Questions: Step 1: ABCD is a parallelogram Step 2: ∠CDA ≅ ∠BAD, ∠CAD ≅ ∠BDA Step 3: Reflexive Property Step 4: △CIDA ≅ △BAD

△ Prove that \( \triangle CDA \sim \triangle BAD \) using the properties of a parallelogram. ○ Analyze given information. ▷ Identify that ABCD is a parallelogram and note its properties. ☼ ABCD is a parallelogram, so opposite sides are parallel and congruent. This is the given information. ○ Identify congruent angles. ▷ Use the properties of parallelograms and alternate interior angles to find congruent angles. ☼ Since ABCD is a parallelogram, alternate interior angles are congruent. Thus, \( \angle CDA \cong \angle BAD \) and \( \angle CAD \cong \angle BDA \). This follows from the Alternate Interior Angles Theorem. ○ Apply the reflexive property. ▷ Identify the common side between the two triangles. ☼ The segment \( AD \) is common to both \( \triangle CDA \) and \( \triangle BAD \). Therefore, \( AD \cong AD \) by the Reflexive Property. ○ Establish triangle similarity. ▷ Use angle congruence and the reflexive property to prove similarity. ☼ We have \( \angle CDA \cong \angle BAD \) (from the properties of a parallelogram) and \( AD \cong AD \) (reflexive property). Additionally, \( \angle CAD \cong \angle BDA \) (alternate interior angles). Using the ASA Similarity Postulate, \( \triangle CDA \sim \triangle BAD \).
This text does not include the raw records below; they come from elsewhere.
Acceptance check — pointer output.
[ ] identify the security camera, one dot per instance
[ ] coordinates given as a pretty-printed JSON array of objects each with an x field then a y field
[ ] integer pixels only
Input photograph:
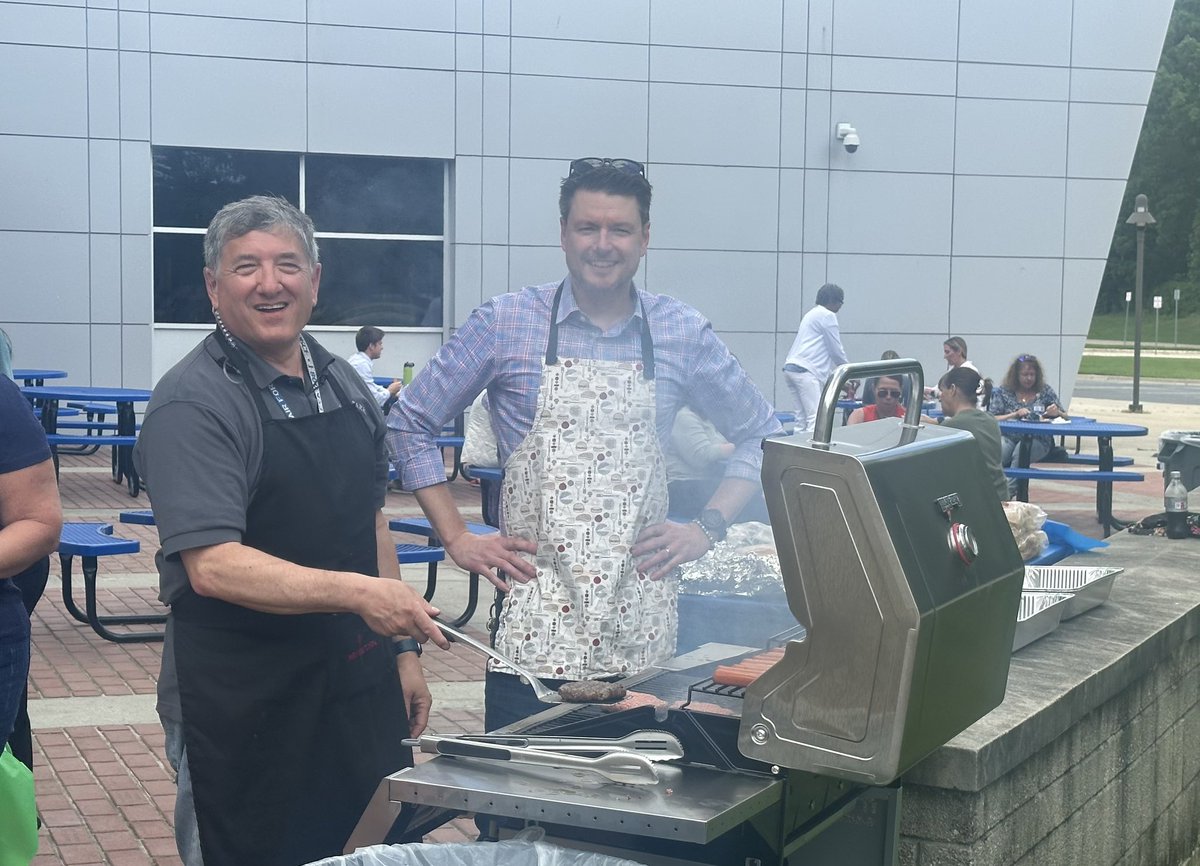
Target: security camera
[{"x": 849, "y": 137}]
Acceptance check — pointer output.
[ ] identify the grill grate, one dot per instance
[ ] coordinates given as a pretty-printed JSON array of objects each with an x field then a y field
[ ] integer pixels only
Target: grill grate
[{"x": 709, "y": 686}]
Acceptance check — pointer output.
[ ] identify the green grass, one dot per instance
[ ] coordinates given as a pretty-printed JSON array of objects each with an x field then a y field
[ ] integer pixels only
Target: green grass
[
  {"x": 1151, "y": 367},
  {"x": 1113, "y": 326}
]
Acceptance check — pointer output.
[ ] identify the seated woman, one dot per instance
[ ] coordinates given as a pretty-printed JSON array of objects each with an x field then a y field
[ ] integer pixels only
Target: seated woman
[
  {"x": 905, "y": 385},
  {"x": 1025, "y": 396},
  {"x": 887, "y": 402},
  {"x": 959, "y": 394}
]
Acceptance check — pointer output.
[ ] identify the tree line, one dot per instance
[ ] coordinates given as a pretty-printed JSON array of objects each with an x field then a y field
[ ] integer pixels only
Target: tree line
[{"x": 1167, "y": 169}]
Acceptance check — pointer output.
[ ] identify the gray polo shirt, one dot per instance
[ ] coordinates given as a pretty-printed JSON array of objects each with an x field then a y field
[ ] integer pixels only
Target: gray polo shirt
[{"x": 201, "y": 453}]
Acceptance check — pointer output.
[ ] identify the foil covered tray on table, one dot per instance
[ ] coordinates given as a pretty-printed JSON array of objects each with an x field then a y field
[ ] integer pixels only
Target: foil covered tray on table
[
  {"x": 1038, "y": 615},
  {"x": 1089, "y": 585}
]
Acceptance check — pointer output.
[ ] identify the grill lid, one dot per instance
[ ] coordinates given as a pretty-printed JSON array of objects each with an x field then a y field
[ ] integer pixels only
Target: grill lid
[{"x": 897, "y": 555}]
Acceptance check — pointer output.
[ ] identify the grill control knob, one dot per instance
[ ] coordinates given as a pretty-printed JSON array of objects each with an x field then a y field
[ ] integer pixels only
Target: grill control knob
[{"x": 963, "y": 542}]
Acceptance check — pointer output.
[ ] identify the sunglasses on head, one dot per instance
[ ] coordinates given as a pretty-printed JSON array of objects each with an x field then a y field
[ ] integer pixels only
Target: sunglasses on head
[{"x": 591, "y": 163}]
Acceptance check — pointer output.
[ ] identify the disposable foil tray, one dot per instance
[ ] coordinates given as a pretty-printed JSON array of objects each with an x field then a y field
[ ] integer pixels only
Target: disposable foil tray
[
  {"x": 1038, "y": 615},
  {"x": 1089, "y": 584}
]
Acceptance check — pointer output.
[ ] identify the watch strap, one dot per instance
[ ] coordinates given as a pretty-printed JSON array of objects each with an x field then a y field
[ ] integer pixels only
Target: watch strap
[{"x": 406, "y": 645}]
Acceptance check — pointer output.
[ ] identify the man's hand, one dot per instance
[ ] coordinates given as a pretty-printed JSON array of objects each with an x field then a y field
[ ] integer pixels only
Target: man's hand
[
  {"x": 665, "y": 546},
  {"x": 484, "y": 554},
  {"x": 417, "y": 692},
  {"x": 393, "y": 607}
]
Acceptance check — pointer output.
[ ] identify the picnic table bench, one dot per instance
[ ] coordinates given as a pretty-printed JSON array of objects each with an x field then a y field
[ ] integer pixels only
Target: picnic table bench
[
  {"x": 421, "y": 527},
  {"x": 89, "y": 541},
  {"x": 1107, "y": 462}
]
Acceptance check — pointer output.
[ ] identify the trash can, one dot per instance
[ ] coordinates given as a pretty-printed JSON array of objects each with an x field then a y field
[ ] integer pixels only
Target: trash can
[
  {"x": 1179, "y": 451},
  {"x": 521, "y": 851}
]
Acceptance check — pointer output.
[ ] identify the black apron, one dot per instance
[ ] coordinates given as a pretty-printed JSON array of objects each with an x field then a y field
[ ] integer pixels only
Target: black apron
[{"x": 292, "y": 721}]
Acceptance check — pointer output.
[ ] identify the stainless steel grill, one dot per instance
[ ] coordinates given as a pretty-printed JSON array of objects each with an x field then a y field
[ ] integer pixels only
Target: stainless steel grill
[{"x": 898, "y": 559}]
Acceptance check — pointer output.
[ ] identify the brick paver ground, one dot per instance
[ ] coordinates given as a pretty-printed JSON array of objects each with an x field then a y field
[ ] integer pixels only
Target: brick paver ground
[{"x": 106, "y": 792}]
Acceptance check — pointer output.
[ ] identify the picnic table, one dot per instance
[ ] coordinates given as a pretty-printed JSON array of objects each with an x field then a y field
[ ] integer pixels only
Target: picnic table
[
  {"x": 1103, "y": 475},
  {"x": 33, "y": 376},
  {"x": 49, "y": 396}
]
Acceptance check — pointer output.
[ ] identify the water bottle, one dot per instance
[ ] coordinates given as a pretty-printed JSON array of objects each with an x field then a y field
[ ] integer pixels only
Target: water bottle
[{"x": 1175, "y": 500}]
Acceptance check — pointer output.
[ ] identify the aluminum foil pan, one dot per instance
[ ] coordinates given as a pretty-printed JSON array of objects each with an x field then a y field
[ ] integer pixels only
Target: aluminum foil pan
[
  {"x": 1089, "y": 584},
  {"x": 744, "y": 565},
  {"x": 1038, "y": 615}
]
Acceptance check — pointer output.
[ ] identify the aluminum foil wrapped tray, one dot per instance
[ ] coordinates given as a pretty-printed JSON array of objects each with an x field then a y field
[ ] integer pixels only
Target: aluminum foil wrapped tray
[
  {"x": 1038, "y": 615},
  {"x": 1090, "y": 585},
  {"x": 744, "y": 565}
]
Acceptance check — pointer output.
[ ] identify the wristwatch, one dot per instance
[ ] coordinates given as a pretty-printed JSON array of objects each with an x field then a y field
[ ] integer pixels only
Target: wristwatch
[
  {"x": 406, "y": 645},
  {"x": 712, "y": 523}
]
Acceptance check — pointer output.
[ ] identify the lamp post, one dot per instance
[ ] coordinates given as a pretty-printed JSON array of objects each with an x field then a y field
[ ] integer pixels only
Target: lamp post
[{"x": 1140, "y": 218}]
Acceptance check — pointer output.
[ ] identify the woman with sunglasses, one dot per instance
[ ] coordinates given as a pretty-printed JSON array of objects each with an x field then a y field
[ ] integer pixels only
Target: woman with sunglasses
[
  {"x": 1025, "y": 396},
  {"x": 960, "y": 391},
  {"x": 887, "y": 402}
]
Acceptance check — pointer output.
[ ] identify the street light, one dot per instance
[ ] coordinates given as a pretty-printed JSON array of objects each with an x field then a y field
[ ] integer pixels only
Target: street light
[{"x": 1140, "y": 218}]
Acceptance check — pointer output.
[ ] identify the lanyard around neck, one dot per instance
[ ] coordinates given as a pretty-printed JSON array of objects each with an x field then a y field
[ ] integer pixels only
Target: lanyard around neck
[
  {"x": 312, "y": 378},
  {"x": 275, "y": 392}
]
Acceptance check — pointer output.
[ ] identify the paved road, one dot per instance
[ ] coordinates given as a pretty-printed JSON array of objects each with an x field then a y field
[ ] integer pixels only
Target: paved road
[{"x": 1151, "y": 390}]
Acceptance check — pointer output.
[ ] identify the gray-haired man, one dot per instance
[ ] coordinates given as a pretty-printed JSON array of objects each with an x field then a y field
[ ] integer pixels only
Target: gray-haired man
[{"x": 265, "y": 463}]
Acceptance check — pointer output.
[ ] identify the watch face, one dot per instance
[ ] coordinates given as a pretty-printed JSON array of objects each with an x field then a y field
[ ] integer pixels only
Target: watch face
[{"x": 714, "y": 522}]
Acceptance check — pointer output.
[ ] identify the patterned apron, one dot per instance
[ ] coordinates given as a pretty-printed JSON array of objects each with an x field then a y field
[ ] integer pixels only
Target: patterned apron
[{"x": 585, "y": 482}]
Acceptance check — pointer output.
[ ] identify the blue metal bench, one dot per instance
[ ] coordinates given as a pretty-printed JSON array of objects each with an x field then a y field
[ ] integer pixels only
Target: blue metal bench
[
  {"x": 1093, "y": 475},
  {"x": 1089, "y": 461},
  {"x": 419, "y": 525},
  {"x": 121, "y": 468},
  {"x": 139, "y": 516},
  {"x": 89, "y": 541}
]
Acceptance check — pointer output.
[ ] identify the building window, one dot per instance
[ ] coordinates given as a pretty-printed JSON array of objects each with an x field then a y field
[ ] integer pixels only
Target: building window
[{"x": 381, "y": 229}]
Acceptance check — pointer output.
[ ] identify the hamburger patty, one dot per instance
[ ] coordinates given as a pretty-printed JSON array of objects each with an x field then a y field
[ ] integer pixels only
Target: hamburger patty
[{"x": 591, "y": 692}]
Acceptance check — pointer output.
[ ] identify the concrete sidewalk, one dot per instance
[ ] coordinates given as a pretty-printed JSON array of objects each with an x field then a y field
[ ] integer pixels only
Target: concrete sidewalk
[{"x": 105, "y": 789}]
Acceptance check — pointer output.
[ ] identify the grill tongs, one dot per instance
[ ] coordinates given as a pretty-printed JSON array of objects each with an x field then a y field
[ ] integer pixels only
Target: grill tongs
[{"x": 621, "y": 765}]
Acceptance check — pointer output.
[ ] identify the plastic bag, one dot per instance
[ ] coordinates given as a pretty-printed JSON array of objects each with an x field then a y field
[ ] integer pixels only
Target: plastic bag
[
  {"x": 1026, "y": 521},
  {"x": 523, "y": 849},
  {"x": 18, "y": 812},
  {"x": 479, "y": 447}
]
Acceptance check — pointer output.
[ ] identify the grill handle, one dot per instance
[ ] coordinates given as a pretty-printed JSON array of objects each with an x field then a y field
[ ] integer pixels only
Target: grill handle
[{"x": 822, "y": 428}]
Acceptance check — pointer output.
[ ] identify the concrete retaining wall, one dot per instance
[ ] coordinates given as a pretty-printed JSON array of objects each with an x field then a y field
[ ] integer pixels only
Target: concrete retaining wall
[{"x": 1095, "y": 755}]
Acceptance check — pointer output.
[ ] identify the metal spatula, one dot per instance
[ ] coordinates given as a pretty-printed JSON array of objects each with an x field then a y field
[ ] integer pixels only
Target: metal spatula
[
  {"x": 653, "y": 745},
  {"x": 541, "y": 691},
  {"x": 544, "y": 693},
  {"x": 625, "y": 767}
]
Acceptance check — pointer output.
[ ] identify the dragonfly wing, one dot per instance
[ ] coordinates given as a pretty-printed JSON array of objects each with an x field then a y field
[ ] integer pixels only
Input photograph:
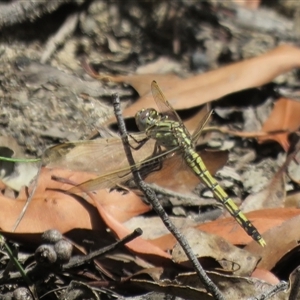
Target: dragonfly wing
[
  {"x": 99, "y": 156},
  {"x": 162, "y": 103},
  {"x": 121, "y": 175},
  {"x": 200, "y": 126}
]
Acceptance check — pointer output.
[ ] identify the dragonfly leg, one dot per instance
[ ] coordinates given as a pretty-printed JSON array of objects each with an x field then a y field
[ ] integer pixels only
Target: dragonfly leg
[{"x": 140, "y": 143}]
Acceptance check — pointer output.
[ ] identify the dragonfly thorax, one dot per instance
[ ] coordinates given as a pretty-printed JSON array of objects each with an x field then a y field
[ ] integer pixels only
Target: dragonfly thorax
[{"x": 146, "y": 118}]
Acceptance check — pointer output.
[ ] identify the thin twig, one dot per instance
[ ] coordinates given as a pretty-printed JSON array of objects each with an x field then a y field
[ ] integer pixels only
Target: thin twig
[
  {"x": 281, "y": 286},
  {"x": 81, "y": 260},
  {"x": 151, "y": 197}
]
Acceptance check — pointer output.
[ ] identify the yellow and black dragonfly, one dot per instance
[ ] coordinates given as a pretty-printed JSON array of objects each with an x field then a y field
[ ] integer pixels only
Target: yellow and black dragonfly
[{"x": 167, "y": 129}]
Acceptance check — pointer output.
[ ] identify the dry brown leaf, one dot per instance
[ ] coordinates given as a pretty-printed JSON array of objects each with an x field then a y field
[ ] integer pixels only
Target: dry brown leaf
[
  {"x": 265, "y": 275},
  {"x": 230, "y": 258},
  {"x": 285, "y": 116},
  {"x": 263, "y": 220},
  {"x": 189, "y": 286},
  {"x": 200, "y": 89},
  {"x": 56, "y": 209}
]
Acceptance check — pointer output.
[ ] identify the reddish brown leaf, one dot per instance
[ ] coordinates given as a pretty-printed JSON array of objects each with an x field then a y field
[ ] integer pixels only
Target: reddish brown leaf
[
  {"x": 56, "y": 209},
  {"x": 263, "y": 220},
  {"x": 285, "y": 116},
  {"x": 200, "y": 89}
]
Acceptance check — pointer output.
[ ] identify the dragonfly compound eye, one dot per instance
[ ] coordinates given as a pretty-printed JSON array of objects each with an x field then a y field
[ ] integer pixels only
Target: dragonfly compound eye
[{"x": 145, "y": 118}]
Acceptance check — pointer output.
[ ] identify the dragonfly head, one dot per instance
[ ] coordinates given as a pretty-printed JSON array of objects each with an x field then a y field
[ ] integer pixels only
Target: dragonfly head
[{"x": 146, "y": 118}]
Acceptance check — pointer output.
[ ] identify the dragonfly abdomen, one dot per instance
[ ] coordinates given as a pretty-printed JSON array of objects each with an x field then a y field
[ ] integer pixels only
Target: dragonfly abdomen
[{"x": 195, "y": 162}]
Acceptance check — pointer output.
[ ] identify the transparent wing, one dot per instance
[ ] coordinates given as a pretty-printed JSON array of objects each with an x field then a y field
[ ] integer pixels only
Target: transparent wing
[
  {"x": 200, "y": 126},
  {"x": 162, "y": 103},
  {"x": 112, "y": 179}
]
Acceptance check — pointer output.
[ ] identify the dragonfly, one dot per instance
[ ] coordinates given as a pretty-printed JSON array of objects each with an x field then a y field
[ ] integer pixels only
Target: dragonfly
[{"x": 166, "y": 128}]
Alternatively, using \( \angle ACD \cong \angle BAC \), we can apply the AAS Similarity Postulate to reach the same conclusion. ✧ The triangles \( \triangle CDA \) and \( \triangle BAD \) are similar by either the ASA or AAS Similarity Postulate. ☺

Step 2: Alternate Interior Angles Theorem Step 3: AD ≅ AD Step 4: ΔCDA ~ ΔBAD, ASA Similarity Postulate (or AAS Similarity Postulate).